Justfly.com
- Founded: 2012; 14 years ago
- Headquarters: Montreal, Canada
- Area served: Global
- Products: Travel agency Metasearch engine
- Website: www.justfly.com

= Justfly.com =

Canadian online travel agency

Justfly.com (JustFly Inc) is a Canadian online travel agency and metasearch engine. It is a subsidiary of FlightHub Group.

==History==
Justfly.com is a Canadian company and subsidiary of FlightHub Group. The company was founded in 2012 in Montreal and justfly.com was created in 2014 to offer international and domestic travel options to American consumers.

In 2019, it had 5 million customers.

In November 2018, Competition Bureau Canada began an investigation into the company's misleading marketing practices, culminating in a $5 million penalty for the company as well as $0.8 million of penalties for its directors. In September 2019, Dennis Herrera, the city attorney of San Francisco sued the company over hidden fees and other predatory scams.
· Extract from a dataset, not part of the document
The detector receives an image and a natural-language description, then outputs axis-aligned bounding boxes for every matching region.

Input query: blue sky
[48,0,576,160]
In 2020, to deal with a decline in travel during the COVID-19 pandemic, the company filed bankruptcy under Chapter 15, Title 11, United States Code and underwent a court-supervised restructuring process under the Companies' Creditors Arrangement Act, which was completed in May 2021.

In 2022, FlightHub Group re-opened its head office in Montreal and re-expanded its operations to meet the surge in customer demand for post-COVID-19 pandemic travel services.